After the analysis of study results we recommend that the patients should continue to perform an exercise programme in order to restore the normal plantar distribution, to improve their postural stability and to regain the optimal physical performance. The children with surgically treated femoral fractures should perform a physical exercise programme including an inpatient rehabilitation phase and continued as a long-term home programme. The rehabilitation recommendations focus on regaining balance and a proper symmetric plantar pressure. The aim of physical exercise programme was to decrease the load on the fifth metatarsal, to increase the load on heel and to gain a better lateral stability. We recommended strengthening exercises for calf muscles and tibialis anterior in order to balance the muscle tone.
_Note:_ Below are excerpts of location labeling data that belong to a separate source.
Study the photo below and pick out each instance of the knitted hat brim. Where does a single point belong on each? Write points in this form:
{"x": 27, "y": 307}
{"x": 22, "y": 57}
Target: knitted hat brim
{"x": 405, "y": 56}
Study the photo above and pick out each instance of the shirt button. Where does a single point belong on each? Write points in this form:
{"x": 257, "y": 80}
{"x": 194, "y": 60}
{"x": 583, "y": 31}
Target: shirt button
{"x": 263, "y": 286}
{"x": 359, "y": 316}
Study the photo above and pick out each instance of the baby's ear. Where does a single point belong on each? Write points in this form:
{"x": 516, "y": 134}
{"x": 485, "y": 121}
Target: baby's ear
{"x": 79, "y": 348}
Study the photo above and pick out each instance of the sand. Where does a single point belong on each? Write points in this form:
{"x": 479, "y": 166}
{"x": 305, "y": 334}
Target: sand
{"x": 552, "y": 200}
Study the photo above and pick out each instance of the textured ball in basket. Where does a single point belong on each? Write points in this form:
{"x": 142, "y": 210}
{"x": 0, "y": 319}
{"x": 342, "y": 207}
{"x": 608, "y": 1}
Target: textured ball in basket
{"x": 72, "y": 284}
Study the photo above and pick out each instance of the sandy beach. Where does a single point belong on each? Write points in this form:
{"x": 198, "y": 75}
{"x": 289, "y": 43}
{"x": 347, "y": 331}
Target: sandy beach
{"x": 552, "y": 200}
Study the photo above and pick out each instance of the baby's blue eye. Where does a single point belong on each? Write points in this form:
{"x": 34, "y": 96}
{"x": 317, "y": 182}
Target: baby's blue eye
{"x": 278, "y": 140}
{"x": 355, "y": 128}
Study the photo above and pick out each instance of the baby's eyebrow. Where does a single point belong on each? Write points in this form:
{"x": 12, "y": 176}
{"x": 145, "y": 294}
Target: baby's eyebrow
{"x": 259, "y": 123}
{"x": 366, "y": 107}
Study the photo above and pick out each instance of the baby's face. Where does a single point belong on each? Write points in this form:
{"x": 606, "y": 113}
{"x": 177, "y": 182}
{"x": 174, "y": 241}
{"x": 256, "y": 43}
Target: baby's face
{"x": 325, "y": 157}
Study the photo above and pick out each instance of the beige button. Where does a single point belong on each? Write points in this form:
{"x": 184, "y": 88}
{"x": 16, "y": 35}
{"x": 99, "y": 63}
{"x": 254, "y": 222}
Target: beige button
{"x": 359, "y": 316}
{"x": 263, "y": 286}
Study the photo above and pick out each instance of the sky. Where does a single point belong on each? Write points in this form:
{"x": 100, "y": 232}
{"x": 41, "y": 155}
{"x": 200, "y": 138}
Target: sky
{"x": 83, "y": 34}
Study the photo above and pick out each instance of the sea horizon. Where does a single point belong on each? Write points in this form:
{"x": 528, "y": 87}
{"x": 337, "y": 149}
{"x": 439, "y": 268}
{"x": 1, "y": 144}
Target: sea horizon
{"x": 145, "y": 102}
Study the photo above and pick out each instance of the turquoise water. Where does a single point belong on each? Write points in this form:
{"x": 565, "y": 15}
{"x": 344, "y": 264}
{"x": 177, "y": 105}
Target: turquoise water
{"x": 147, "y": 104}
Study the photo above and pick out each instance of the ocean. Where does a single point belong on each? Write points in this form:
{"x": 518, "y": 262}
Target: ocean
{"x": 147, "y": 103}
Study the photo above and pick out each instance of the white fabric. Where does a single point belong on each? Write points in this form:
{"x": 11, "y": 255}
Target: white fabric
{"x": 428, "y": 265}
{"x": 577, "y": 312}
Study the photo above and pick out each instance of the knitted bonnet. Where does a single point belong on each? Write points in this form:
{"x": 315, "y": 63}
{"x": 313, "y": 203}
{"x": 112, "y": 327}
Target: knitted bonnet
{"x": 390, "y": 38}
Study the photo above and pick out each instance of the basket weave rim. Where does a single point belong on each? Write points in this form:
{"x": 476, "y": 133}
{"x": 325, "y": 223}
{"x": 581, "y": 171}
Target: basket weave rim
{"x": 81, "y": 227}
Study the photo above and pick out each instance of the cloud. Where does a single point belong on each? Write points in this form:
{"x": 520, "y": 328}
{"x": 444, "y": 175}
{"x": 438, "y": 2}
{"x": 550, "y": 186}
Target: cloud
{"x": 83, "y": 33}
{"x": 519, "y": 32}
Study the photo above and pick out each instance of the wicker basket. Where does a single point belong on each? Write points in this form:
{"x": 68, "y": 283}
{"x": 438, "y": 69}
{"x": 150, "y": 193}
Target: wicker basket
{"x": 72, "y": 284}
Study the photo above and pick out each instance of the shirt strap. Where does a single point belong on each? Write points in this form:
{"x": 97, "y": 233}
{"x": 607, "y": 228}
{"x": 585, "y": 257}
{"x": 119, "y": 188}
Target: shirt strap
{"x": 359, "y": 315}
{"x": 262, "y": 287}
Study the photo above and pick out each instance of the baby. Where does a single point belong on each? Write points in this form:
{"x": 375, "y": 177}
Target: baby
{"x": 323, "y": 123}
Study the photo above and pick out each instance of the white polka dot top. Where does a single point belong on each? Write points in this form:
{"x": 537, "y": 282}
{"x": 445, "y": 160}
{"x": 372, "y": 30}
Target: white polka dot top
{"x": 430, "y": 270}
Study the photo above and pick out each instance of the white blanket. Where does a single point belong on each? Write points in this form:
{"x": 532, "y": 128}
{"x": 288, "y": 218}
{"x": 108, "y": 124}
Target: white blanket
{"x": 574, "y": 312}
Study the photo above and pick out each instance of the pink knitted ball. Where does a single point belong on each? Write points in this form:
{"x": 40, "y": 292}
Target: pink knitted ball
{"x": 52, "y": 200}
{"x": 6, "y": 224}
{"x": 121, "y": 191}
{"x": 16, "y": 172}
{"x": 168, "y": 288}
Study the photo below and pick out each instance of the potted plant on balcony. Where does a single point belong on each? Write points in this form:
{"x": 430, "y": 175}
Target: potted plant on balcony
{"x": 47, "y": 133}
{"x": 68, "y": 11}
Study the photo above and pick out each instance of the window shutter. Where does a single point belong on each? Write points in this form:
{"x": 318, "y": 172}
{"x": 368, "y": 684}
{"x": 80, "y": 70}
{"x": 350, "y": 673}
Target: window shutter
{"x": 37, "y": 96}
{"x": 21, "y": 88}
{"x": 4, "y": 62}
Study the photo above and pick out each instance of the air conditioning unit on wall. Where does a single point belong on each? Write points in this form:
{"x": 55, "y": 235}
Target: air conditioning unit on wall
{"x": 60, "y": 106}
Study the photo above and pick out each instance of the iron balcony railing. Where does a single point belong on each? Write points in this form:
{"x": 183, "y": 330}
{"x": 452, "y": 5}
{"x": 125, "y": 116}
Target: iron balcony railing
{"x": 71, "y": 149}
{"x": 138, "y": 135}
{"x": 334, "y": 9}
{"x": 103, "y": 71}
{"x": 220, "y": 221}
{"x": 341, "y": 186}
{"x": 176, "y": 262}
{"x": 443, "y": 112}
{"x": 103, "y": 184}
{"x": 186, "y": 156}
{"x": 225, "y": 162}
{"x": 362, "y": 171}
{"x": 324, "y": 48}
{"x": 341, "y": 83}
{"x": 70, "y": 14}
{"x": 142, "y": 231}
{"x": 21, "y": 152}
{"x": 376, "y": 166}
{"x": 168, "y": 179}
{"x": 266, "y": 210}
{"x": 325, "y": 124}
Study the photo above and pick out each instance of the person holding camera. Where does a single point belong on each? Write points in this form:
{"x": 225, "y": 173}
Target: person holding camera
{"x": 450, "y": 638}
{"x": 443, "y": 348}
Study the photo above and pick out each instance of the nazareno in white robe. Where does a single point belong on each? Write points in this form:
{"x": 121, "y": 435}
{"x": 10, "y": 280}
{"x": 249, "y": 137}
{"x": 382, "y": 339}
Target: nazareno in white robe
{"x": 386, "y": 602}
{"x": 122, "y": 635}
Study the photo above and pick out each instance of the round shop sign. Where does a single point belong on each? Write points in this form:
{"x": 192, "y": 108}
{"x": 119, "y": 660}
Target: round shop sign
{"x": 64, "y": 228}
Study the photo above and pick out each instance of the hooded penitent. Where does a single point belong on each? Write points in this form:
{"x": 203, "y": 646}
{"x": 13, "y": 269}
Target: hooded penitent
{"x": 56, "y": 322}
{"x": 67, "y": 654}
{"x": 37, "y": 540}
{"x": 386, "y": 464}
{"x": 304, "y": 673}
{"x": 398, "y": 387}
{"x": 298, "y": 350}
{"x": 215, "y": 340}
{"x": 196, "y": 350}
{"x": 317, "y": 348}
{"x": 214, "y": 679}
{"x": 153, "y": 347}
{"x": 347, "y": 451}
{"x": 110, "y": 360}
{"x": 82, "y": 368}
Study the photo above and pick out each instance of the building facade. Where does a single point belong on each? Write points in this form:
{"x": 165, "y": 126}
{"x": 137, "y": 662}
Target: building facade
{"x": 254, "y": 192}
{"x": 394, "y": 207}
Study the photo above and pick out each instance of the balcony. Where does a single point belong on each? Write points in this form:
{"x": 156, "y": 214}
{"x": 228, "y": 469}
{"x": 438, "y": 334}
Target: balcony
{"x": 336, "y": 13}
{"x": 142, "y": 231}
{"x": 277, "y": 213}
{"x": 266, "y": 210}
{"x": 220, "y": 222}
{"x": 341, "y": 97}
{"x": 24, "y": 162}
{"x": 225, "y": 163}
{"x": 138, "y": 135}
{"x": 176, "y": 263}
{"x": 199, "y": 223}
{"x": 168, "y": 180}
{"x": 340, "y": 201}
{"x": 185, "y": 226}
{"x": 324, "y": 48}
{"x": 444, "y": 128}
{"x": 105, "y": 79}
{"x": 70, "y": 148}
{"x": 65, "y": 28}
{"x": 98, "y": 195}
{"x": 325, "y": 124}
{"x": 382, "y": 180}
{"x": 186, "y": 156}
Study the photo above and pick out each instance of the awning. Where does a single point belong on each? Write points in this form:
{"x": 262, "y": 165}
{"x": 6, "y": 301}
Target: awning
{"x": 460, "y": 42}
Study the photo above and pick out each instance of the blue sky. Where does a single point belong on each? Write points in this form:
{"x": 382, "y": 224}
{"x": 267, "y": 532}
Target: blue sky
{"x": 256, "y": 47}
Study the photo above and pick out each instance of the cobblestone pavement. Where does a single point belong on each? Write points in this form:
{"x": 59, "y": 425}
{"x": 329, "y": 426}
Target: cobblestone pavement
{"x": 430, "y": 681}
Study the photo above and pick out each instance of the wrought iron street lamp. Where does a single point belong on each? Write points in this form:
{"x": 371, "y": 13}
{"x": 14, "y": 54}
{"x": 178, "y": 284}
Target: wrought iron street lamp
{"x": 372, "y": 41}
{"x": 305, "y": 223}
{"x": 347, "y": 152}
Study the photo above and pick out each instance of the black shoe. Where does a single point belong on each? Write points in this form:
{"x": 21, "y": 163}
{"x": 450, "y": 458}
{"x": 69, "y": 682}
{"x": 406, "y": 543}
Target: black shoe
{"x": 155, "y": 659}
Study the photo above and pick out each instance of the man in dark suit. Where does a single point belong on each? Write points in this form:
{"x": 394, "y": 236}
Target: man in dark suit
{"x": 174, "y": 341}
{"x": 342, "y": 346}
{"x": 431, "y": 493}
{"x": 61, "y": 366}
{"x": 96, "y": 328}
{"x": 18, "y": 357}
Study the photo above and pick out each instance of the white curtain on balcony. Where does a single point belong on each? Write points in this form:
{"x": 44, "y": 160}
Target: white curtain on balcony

For lateral stability in standing, exercises for strengthening fascia lata, iliotibial tract and tibialis anterior are extremely useful.

Non-adherence to recommended therapy (in this case to the physical exercise programme) represents a factor that limited the optimal functional outcomes. Adherence can thus reduce the efficacy of therapy interventions and functional outcomes regardless of pathology [28, 29]. Although the small number of patients enrolled in our study might be considered as a limitation, the selective inclusion and exclusion criteria allowed us to avoid biases and to obtain a more accurate analysis of the plantar pressure and functional capacity. Another limitation of our study is represented by the lack of gait analysis and dynamic plantar pressure assessment.

Conclusions

When compared to healthy controls children with surgically treated unilateral femoral shaft fractures, although assessed after 7 months, had a different weight distribution on the feet and a decreased functional capacity. However, these differences are smaller in the group that have also performed rehabilitation. An exercise-based programme included in the management of children with femoral shaft fractures is important for regaining their functional level. We have in view a future study assessing these patients at least 1 year after the fracture.